I’ve known S.M. Carrière for a little over a year now I should have read one of her books earlier.
Ethan Cadfael: The Battle Prince is an otherworld novel in line with Neverwhere by Neil Gaiman, The Fairy series by O.R. Melling, or Jack of Kinrowan by Charles De Lint.
It borrows heavily from Welsh and Irish mythology to make a well-rounded and fascinating world.
There were a lot of characters in this novel but it didn’t distract from the main characters’ story arcs. I really enjoyed watching Ethan’s development from listless jock to Battle Prince. It was so well done that until I thought about it I didn’t see it happening.
I also liked the unabashedly strong and intelligent women in this book. It’s not easy to write a female warrior without falling into stereotypes. S.M. did it extremely well.
I didn’t like
There were a lot of characters and a few of the secondary ones felt like they had interesting stories to tell but never really got the chance to develop. O
There were two that bothered me the most. First was a character called Mitch, who was friends with Ethan. Their seemed to be more to the character and his odd submissiveness but his story ended with a handshake and a nod.
The other was a character called Joseph who was introduced around two thirds into the book. He was interesting and worked as an emotional foil for Ethan but felt like he didn’t need to be there.
The role that Joseph ended up playing in the end of the book was what I expected of Mitch after a step character arc.
For characters, I give it 3 out of 5
The ease with which S.M. weaves mythology into her story is impressive and she manages to avoid info dumping by giving us tiny details throughout.
I particularly liked her use of vocabulary, in many otherworld novels or urban fantasies, the other keeps a very standard language akin to a hardboiled detective style. S.M. keeps the book’s voice in a tongue-in-cheek fantasy style that works perfectly with the story.
One of the strengths in this book is S.M.’s ability to write convincing dialogue. Each character has a unique voice that rings true and it makes it easier to follow which characters are which.
I was definitely taken back to a time I lived with three other guys during university.
I didn’t like
On TV, in movies, and in books I find great pride when I understand the language that the main characters don’t. However, when the opposite happens and I don’t understand, I feel kinda dumb. This book has a healthy dose of Welsh and Irish throughout. At times the conversations are long. Never do they last more than half a page but it still frustrated me.
One the other side of the coin, the author did put a translation for all these scenes at the back of the book. If I had noticed I wouldn’t have minded. I think the translations might have been better as footnotes.
I give it 3 out of 5.
The story was a standard otherworld story but inversed. Instead of a regular everyday person falling into another world, a Queen fell into ours. I liked the inversion and I liked how well the character handled herself, it’s easy to think she’d panic and go nuts but she dealt pretty well.

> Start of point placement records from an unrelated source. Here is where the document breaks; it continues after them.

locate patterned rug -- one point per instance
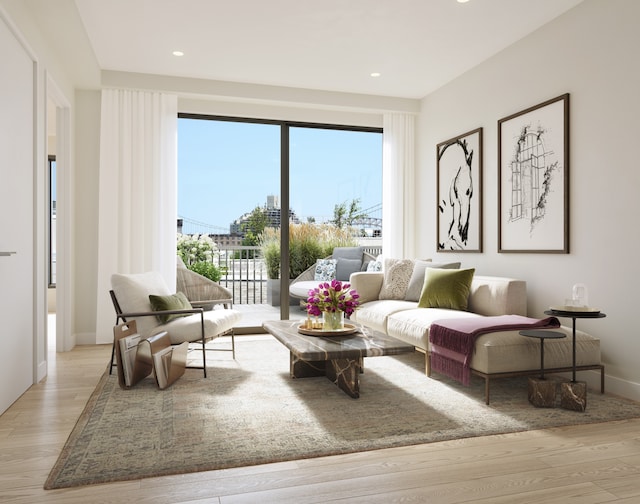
(249, 412)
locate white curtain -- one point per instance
(398, 186)
(137, 192)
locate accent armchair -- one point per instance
(131, 293)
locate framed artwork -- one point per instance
(533, 179)
(459, 183)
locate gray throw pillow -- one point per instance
(325, 270)
(345, 267)
(348, 253)
(416, 282)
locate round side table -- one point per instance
(542, 392)
(574, 393)
(542, 335)
(573, 315)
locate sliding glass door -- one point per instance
(237, 177)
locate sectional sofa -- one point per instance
(390, 303)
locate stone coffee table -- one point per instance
(339, 358)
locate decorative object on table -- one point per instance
(533, 179)
(573, 394)
(459, 182)
(332, 300)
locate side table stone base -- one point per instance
(542, 393)
(573, 395)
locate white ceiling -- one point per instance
(416, 45)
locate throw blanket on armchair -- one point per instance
(452, 341)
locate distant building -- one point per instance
(227, 240)
(272, 212)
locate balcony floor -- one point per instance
(253, 315)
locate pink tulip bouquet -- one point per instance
(332, 296)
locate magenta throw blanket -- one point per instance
(452, 341)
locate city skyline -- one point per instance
(226, 169)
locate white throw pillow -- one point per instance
(396, 278)
(325, 270)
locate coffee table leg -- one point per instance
(344, 373)
(305, 369)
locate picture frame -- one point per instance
(533, 179)
(459, 198)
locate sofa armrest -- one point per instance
(367, 284)
(498, 296)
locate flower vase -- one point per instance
(332, 321)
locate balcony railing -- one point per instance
(246, 273)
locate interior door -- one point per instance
(17, 299)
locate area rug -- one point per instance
(249, 411)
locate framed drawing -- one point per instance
(459, 183)
(533, 179)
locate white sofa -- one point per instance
(497, 354)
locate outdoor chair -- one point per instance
(339, 265)
(130, 296)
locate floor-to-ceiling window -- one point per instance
(229, 168)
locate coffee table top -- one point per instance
(364, 343)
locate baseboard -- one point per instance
(85, 338)
(623, 388)
(612, 385)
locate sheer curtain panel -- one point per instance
(398, 187)
(137, 193)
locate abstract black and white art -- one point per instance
(459, 174)
(533, 179)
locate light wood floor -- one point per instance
(589, 464)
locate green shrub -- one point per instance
(207, 269)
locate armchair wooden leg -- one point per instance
(113, 354)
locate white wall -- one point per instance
(591, 53)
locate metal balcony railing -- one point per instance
(245, 273)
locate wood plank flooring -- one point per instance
(589, 464)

Typically this story end after the character returns, or chooses not to return, to their own world, quite often with plot points dangling, and irritating me. The story reached that point and then proceeded to give us some extra action and extra story.
I didn’t like
The story was well crafted and other than the Mitch thing, there were only a few things that frustrated me. I felt that it was a little too neat at the end. I felt like too many people got what they deserved and all was right with the world. It rang true but it also felt like the author didn’t want to wright a sequel and made sure she didn’t have to.
I give the story 4 out of 5
The book was entertaining throughout. S.M. really knows how to keep your interest. Even through the parts that should have been slow, it was still fascinating.
I also liked the extremely subtle inclusion of herself. A character talks a lot about her roommate and I’m fairly certain that roommate is the author.
I didn’t like
This book was fun through and through. If I were to give it a fault it would be that it was a little too addictive.
I give it 5 out of 5 for fun
Ethan Cadfael: The Battle Prince is the perfect otherworld novel, with enough twist and turns to keep an aficionado of the genre happy. I’d happily recommend this as a “gateway drug” to fantasy novels.
The author weaves convincing character arcs with mythology and wonderful storytelling.
I highly recommend getting this book and devouring it. It’ll leave a smile on your face.